The leaf lorikeet (Trichoglossus weberi), also known as the Flores lorikeet or Weber's lorikeet, is a species of parrot that is endemic to the Indonesian island of Flores. It was previously considered a subspecies of the rainbow lorikeet, but following a review in 1997, it is increasingly treated as a separate species.

== Description ==
Unlike all other members of the rainbow lorikeet group, the leaf lorikeet has an overall green plumage, with only a paler lime green chest and collar. With a total length of approximately 23 cm, it is the smallest member of the rainbow lorikeet group.
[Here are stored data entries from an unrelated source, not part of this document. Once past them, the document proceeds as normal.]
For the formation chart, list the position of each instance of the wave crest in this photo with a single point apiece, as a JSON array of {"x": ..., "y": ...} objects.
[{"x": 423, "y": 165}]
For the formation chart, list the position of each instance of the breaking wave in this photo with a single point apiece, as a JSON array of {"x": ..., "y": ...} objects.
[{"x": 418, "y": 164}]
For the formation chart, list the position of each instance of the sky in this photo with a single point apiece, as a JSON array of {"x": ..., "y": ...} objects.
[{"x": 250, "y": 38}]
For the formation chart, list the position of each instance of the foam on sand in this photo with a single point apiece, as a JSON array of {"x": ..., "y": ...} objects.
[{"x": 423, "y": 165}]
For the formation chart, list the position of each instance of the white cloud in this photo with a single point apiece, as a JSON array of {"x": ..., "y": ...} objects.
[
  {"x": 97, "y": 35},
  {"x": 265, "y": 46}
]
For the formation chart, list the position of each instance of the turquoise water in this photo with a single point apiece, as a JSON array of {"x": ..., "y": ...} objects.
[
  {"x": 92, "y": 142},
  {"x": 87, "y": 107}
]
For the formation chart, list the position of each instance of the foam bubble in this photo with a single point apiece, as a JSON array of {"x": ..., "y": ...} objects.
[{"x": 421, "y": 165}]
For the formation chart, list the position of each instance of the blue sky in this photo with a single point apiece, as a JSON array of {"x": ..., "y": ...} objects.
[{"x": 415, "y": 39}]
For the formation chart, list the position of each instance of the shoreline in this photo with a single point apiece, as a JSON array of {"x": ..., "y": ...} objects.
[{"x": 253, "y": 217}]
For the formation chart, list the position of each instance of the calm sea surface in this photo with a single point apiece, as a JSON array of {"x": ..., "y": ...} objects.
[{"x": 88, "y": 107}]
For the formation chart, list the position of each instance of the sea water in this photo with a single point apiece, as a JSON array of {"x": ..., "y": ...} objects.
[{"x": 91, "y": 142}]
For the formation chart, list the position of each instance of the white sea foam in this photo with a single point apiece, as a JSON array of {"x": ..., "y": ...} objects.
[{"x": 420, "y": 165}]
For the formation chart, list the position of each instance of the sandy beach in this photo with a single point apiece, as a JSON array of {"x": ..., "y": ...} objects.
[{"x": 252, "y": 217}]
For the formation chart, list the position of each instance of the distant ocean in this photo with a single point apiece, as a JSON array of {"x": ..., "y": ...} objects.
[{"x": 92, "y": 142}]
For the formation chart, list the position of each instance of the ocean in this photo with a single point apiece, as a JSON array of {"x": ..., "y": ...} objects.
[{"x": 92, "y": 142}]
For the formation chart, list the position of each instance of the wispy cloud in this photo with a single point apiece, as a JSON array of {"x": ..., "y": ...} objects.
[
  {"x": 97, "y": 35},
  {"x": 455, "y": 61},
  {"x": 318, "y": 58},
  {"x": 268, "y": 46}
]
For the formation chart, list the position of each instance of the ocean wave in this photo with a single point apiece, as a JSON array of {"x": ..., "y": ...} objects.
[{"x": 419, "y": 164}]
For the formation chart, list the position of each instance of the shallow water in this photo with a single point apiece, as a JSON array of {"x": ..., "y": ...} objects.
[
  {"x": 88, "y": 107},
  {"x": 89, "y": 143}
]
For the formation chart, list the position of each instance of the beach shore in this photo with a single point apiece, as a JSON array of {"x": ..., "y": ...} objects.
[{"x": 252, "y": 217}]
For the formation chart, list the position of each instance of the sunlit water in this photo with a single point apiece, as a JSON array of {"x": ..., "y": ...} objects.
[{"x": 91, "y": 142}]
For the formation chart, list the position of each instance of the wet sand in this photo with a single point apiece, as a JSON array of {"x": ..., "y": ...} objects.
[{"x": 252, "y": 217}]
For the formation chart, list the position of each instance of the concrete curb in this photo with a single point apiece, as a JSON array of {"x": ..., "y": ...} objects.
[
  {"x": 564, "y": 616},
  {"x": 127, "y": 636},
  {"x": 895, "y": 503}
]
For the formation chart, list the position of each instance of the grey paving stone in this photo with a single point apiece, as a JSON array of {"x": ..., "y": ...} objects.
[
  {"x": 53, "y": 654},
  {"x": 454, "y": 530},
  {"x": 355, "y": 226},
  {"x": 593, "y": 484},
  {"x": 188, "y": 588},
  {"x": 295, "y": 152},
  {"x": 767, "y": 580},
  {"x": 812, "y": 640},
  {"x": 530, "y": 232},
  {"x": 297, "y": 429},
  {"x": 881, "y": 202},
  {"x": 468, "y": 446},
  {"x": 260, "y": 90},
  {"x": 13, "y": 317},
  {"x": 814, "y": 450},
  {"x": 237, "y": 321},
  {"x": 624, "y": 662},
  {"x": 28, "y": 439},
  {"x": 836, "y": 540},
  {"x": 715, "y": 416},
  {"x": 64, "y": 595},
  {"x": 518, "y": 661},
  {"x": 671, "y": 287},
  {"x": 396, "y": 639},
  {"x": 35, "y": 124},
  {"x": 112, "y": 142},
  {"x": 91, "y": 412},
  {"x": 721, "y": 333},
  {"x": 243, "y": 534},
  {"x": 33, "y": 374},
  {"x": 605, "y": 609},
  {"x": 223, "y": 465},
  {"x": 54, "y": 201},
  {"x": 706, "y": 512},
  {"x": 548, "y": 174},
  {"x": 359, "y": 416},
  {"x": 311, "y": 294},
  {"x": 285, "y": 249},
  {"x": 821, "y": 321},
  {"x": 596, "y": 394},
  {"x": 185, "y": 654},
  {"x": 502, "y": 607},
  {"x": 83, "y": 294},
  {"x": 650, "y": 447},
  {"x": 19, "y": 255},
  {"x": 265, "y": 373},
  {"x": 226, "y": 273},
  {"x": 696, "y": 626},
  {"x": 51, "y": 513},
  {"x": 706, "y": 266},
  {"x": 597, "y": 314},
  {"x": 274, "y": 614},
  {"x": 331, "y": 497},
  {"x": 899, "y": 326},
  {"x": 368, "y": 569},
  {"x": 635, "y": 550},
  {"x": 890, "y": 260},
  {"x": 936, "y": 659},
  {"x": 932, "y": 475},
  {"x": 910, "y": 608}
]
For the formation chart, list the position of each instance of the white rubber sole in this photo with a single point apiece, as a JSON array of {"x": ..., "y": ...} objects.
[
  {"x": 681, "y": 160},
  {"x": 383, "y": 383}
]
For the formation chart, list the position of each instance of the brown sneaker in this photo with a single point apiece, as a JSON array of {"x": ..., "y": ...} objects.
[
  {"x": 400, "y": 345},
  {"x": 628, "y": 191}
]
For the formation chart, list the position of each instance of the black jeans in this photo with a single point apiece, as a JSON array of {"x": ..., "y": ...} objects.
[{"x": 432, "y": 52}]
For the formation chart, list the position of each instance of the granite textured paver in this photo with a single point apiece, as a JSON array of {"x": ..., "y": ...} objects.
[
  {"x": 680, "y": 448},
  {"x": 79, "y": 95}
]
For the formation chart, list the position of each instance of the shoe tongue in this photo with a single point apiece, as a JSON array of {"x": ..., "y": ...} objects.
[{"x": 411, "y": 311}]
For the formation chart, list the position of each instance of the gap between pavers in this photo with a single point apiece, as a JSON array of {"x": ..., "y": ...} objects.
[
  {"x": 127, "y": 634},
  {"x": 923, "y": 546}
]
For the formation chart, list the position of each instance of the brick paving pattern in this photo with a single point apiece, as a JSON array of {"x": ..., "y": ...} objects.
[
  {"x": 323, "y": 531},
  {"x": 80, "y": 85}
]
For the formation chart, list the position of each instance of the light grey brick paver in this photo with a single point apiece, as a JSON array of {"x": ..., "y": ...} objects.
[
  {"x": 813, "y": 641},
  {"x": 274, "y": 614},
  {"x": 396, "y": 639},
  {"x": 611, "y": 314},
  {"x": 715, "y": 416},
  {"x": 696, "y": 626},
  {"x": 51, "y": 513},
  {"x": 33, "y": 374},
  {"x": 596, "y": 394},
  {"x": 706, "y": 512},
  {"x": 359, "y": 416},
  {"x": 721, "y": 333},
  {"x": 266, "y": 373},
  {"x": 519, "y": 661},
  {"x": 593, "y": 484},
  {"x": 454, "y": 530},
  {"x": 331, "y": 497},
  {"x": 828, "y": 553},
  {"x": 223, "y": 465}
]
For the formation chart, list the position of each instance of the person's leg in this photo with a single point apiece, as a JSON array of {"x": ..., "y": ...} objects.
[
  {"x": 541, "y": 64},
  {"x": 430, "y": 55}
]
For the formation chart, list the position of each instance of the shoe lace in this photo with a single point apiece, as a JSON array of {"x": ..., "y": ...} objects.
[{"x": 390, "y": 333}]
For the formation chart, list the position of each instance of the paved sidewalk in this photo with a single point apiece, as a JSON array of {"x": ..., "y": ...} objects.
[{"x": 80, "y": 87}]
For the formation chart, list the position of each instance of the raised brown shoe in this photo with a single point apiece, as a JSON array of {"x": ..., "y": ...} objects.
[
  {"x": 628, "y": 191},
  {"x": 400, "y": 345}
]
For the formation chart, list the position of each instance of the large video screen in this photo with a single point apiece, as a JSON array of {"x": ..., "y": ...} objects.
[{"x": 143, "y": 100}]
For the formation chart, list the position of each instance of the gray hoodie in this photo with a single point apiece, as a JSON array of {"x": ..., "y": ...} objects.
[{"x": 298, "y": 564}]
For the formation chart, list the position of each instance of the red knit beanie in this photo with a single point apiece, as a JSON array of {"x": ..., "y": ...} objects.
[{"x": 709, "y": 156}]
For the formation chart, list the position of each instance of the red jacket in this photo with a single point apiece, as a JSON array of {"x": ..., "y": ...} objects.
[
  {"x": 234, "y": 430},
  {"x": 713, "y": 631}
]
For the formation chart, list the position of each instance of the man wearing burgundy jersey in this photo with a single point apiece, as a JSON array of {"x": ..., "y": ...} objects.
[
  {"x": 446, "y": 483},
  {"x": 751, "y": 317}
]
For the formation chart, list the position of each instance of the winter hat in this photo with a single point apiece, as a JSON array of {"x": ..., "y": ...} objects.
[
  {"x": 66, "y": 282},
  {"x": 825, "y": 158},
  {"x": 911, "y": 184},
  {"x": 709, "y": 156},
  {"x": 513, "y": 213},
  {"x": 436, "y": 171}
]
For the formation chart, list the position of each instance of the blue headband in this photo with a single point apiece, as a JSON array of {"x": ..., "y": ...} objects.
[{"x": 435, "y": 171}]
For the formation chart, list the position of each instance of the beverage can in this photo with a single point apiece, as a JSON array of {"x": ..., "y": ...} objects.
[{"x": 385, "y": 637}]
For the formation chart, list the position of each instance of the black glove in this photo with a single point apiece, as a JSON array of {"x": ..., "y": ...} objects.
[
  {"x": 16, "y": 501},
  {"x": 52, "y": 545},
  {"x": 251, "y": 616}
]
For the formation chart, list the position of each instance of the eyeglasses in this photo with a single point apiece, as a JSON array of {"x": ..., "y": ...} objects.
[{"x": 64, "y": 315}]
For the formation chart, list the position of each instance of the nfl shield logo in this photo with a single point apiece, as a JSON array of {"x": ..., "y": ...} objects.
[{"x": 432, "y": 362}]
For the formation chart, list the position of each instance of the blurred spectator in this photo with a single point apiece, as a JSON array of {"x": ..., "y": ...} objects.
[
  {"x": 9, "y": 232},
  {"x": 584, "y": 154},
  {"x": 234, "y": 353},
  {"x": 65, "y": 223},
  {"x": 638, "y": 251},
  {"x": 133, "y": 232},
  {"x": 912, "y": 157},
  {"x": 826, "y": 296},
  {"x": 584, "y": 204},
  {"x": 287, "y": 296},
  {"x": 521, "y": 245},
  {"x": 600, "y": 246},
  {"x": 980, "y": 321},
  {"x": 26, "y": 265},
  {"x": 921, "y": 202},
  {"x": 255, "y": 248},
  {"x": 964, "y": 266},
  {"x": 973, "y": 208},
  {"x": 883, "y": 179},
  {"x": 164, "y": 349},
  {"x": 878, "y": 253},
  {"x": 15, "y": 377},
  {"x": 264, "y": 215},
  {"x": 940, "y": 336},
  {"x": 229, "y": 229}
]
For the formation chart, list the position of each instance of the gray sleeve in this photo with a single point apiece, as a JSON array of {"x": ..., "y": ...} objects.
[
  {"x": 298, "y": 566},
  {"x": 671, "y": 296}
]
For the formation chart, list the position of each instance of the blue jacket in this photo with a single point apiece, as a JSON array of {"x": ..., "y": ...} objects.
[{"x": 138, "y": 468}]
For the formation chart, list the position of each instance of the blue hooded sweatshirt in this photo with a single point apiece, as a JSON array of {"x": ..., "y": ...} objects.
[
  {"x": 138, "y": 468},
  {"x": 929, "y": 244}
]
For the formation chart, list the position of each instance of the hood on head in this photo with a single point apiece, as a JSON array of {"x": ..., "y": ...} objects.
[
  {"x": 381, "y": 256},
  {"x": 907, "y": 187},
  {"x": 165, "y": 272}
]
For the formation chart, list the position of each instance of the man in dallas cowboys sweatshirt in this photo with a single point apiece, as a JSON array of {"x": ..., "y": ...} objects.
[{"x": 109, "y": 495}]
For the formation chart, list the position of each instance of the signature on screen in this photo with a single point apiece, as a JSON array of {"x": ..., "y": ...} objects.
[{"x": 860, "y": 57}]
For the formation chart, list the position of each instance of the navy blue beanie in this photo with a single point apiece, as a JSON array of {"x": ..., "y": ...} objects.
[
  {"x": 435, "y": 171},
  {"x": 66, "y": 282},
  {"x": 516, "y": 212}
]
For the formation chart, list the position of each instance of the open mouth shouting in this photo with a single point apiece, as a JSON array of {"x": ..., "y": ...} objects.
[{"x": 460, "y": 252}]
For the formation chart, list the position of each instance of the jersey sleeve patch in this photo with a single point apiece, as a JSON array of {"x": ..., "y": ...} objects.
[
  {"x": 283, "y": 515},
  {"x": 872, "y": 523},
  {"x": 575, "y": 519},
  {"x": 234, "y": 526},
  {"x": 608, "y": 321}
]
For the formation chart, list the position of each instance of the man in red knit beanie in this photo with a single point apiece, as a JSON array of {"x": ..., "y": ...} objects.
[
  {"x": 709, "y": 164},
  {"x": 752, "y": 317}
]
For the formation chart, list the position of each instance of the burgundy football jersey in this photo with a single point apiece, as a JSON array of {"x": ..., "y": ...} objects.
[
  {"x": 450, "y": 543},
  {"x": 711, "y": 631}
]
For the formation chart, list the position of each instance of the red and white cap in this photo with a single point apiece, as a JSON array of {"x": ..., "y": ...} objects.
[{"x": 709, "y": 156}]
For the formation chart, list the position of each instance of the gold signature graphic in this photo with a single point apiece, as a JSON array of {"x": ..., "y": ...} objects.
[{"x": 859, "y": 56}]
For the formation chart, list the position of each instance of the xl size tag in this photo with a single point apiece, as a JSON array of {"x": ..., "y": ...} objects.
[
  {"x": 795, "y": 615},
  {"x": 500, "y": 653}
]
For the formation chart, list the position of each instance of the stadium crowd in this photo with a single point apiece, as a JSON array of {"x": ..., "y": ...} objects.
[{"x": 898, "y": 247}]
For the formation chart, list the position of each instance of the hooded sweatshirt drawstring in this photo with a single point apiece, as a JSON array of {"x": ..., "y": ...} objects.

== Habitat and conservation ==
It inhabits the edge of primary forest, secondary forest, woodland and plantations at altitudes up to 1400 m. It remains fairly common, but its relatively small distribution could give cause for future concern. As well, its population is believed to be decreasing, with fewer than 20,000 mature individuals believed to be in the wild.